A OpenAI rejeitou as acusações da Apple de que ex-funcionários teriam levado segredos comerciais ao deixar a fabricante. Em documento apresentado à Justiça dos EUA, a empresa diz que a Apple não conseguiu provar que informações confidenciais foram roubadas.
O caso envolve a contratação de profissionais para a divisão de hardware da OpenAI e marca uma nova etapa no desgaste entre as duas empresas, que chegaram a manter uma parceria para ampliar o uso do ChatGPT nos produtos da Apple.
Apple acusa ex-funcionários
A Apple processou a OpenAI e os ex-funcionários Tang Tan e Chang Liu em julho. A fabricante afirma que os dois se apropriaram de informações relacionadas a design de hardware, fabricação e cadeia de suprimentos.
A OpenAI vê a ação de outra forma. Para a empresa, o processo tenta frear a expansão de uma possível concorrente e desencorajar funcionários da Apple a mudar de emprego. Cerca de 400 profissionais da fabricante foram contratados para a iniciativa de hardware da OpenAI, conforme documentos do processo.

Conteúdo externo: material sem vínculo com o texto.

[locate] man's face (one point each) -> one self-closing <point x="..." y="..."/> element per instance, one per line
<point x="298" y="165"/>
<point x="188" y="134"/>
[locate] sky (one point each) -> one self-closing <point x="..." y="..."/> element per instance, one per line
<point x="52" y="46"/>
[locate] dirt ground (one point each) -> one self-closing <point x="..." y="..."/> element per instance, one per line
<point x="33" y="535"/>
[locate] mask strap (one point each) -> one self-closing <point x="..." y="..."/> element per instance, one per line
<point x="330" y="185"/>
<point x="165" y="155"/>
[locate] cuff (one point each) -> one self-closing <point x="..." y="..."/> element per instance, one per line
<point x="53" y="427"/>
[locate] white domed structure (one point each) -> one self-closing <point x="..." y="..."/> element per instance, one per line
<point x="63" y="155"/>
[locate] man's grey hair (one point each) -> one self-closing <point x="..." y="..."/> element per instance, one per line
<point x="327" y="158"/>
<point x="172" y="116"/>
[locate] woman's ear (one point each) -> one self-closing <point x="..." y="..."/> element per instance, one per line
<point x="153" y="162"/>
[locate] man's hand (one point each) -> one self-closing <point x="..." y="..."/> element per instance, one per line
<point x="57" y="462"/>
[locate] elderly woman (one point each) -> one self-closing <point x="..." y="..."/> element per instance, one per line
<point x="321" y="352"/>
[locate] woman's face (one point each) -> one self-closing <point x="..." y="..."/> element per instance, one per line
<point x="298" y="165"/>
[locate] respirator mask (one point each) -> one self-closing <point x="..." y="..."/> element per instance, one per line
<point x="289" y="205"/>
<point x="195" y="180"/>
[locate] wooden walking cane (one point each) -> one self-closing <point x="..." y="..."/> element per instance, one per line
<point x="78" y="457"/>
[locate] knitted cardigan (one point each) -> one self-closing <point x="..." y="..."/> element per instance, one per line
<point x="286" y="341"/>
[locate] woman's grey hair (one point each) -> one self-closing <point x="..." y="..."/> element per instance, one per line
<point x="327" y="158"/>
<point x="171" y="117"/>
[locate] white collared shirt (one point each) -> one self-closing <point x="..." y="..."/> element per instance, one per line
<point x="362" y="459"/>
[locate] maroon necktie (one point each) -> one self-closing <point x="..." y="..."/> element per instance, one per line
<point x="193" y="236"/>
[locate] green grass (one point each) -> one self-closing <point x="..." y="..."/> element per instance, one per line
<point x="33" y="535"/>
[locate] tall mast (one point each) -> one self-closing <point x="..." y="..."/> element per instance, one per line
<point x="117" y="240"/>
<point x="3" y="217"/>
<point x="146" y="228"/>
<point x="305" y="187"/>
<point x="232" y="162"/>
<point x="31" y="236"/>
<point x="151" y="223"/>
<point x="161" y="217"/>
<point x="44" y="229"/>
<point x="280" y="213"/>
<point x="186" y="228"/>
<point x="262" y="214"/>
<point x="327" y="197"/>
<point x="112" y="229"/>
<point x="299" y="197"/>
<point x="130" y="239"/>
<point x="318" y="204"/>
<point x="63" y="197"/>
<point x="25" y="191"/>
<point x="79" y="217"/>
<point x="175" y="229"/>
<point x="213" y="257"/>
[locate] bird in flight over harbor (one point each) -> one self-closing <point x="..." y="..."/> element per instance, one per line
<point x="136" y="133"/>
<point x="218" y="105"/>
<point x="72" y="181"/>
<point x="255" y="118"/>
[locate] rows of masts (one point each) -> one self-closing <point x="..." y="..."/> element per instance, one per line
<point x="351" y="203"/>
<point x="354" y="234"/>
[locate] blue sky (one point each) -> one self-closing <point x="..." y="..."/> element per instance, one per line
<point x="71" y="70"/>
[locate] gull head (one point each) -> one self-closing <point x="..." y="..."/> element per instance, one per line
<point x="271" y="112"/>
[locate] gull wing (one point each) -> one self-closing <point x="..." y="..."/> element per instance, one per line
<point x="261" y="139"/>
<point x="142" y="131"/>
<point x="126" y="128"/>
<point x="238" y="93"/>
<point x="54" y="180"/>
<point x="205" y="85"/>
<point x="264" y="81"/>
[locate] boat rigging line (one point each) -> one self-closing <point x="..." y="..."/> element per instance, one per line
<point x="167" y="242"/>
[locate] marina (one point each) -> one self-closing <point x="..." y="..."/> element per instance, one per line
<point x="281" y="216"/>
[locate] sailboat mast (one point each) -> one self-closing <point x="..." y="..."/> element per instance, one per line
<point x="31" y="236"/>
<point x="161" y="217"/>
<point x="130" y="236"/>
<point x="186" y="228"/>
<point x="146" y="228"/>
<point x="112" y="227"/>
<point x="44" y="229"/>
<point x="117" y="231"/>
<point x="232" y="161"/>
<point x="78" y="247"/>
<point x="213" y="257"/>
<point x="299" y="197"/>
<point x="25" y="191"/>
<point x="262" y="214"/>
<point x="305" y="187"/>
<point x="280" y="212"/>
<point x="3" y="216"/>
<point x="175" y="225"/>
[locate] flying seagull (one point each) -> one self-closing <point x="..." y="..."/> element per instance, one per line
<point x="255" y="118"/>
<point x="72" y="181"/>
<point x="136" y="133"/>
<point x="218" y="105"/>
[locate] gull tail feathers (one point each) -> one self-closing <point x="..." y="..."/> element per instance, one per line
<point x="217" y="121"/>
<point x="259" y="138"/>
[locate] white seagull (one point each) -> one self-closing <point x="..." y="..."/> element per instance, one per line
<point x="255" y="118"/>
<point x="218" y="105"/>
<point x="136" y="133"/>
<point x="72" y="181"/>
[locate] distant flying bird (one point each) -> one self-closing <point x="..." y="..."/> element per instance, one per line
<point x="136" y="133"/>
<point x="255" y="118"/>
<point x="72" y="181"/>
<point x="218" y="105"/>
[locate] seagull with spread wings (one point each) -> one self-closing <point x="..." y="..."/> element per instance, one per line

“Esta disputa é uma confusão criada pela própria Apple, e ela está tentando culpar todo mundo”, afirmou a OpenAI.
A empresa também argumenta que a legislação da Califórnia permite que funcionários deixem uma companhia para trabalhar em outra, mesmo quando as duas competem entre si.
Arquivos viram ponto central
A Apple sustenta que Tan e Liu acessaram documentos internos depois de deixar a empresa.